SQL Correlated Subqueries

What is a Correlated Subquery?

A correlated subquery is a type of subquery that uses values from the outer query. Unlike regular subqueries, which are executed independently of the outer query, a correlated subquery is evaluated for each row processed by the outer query. This makes correlated subqueries more dynamic but often less efficient than regular subqueries.

Why Use Correlated Subqueries?

  1. Dynamic Filtering: Correlated subqueries allow for row-by-row comparisons between tables.
  2. Complex Conditions: They enable you to define conditions in the subquery that depend on values from the outer query.
  3. Data Analysis: Ideal for scenarios where calculations or conditions are based on the context of individual rows.

Syntax

mysql
1
2
3
4
5
6
7
SELECT column_name(s)
FROM table_name outer
WHERE condition
  AND column_name operator
      (SELECT column_name
       FROM table_name inner
       WHERE condition AND outer.column_name = inner.column_name);
  • Outer Query: The main query that processes data row by row.
  • Inner Query: The subquery that references columns from the outer query for its condition.

Examples of Correlated Subqueries

Example 1: Find Employees Earning More Than the Average Salary in Their Department

mysql
1
2
3
4
5
6
7
SELECT EmployeeName, Salary
FROM Employees e1
WHERE Salary > (
    SELECT AVG(Salary)
    FROM Employees e2
    WHERE e1.DepartmentID = e2.DepartmentID
);

Explanation:

  • The outer query retrieves employees' names and salaries.
  • The inner query calculates the average salary for the department of the current employee (e1.DepartmentID = e2.DepartmentID).
  • The WHERE clause ensures that only employees earning more than the average salary in their department are included.

Example 2: Find Employees Who Have the Highest Salary in Their Department

mysql
1
2
3
4
5
6
7
SELECT EmployeeName, Salary, DepartmentID
FROM Employees e1
WHERE Salary = (
    SELECT MAX(Salary)
    FROM Employees e2
    WHERE e1.DepartmentID = e2.DepartmentID
);

Explanation:

  • The outer query retrieves employees and their departments.
  • The inner query calculates the maximum salary for the department of the current employee.
  • Only employees with the highest salary in their department are included.

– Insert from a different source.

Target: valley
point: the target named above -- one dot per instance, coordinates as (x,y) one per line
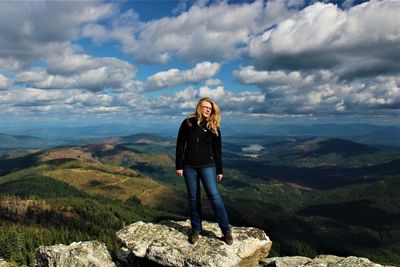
(312,195)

Key Features of Correlated Subqueries

  • Row-by-Row Evaluation: Each row in the outer query is processed individually with the subquery.
  • Dynamic Results: The subquery adapts based on the current row from the outer query.
  • Dependent on Outer Query: The subquery cannot run independently because it references columns from the outer query.

Key Takeaways

  • Purpose: Correlated subqueries dynamically evaluate conditions based on rows in the outer query.
  • Applications: Commonly used for comparisons, filtering, and analyzing relationships within tables.
  • Performance: While flexible, they can be less efficient than joins for large datasets.
  • Best Use Case: Ideal for scenarios requiring row-by-row evaluation where joins may not be suitable.